Here's what we have our eye on today:

  • GM will buy 7% of French automaker PSA Peugeot Citroën, Bloomberg News reports. The purchase, which GM confirmed minutes ago, will cost the Detroit automaker around 1 billion euros, or $1.34 billion at current exchange rates. As GM looks for ways to address a flagging Opel division in Germany, Peugeot needs to raise cash after its debt doubled in the second half of 2011. Following sales losses in 2011, Opel and Peugot are running below factory capacity, England-based LMC Automotive told Bloomberg — just 62% at Peugot and 74% at Opel.
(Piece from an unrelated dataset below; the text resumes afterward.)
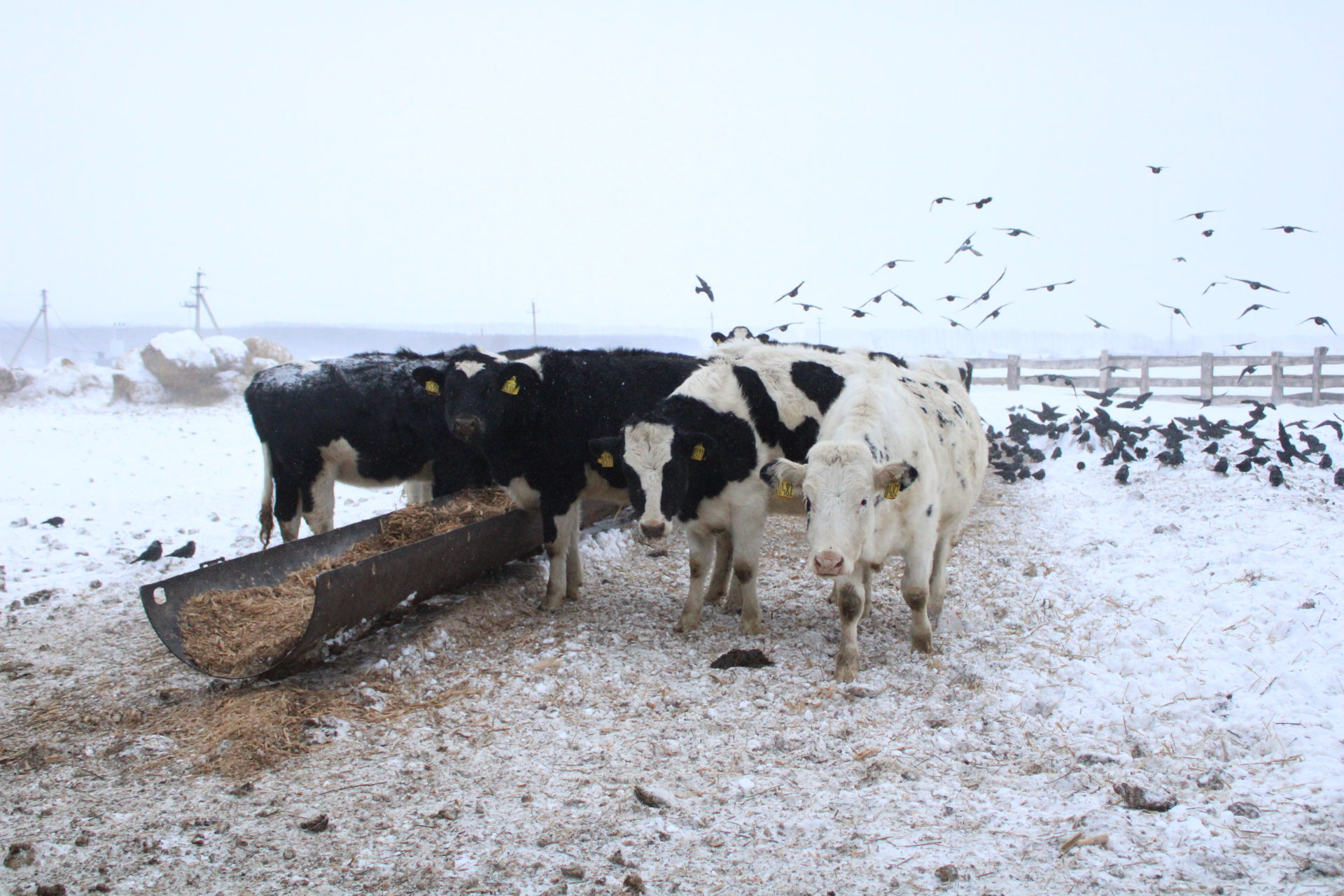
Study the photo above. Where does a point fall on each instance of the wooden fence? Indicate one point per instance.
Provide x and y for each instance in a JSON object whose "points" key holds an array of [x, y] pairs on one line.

The deal could include job cuts and restructuring on both sides, but it will result in some shared engines and vehicle platforms beginning in 2016.
  • Meanwhile, Chrysler may also pursue a deal with Peugeot, sources tell The Detroit News. Talks on a possible Fiat-Chrysler-Peugeot alliance collapsed in 2009, but Fiat and Chrysler may consider reviving them. Peugeot and Fiat already work together on commercial vehicles, but further collaboration could give Fiat a bigger presence in China and Latin America, The Detroit News says.
  • President Barack Obama told a United Auto Workers gathering that he'll buy a Chevrolet Volt after his presidency. Reuters reports that Obama's Secret Service prohibited him from driving a Volt when the president toured a Detroit assembly plant in 2010 — strange, given President Bush drove on the job. But Obama said he enjoyed sitting in a Volt and plans to pick one up after his tenure is over, naturally, "five years from now."
  • U.S. regulators will delay a requirement for backup cameras until Dec. 31, Bloomberg News reports. The rule, which would have required backup cameras for all passenger vehicles by the 2014 model year, originally was to be issued today. It's unclear when the Dec. 31 ruling will phase in the requirement.
  • Although all four GOP presidential candidates oppose the federal government's $85 billion bailout to GM and Chrysler, former Massachusetts Gov. Mitt Romney took the hardest line — and his victory in Michigan's primary last night comes despite that, Automotive News reports. Romney's view differs from the American public: Fifty-six percent now view the bailout as good for the economy, according to a Pew poll last week.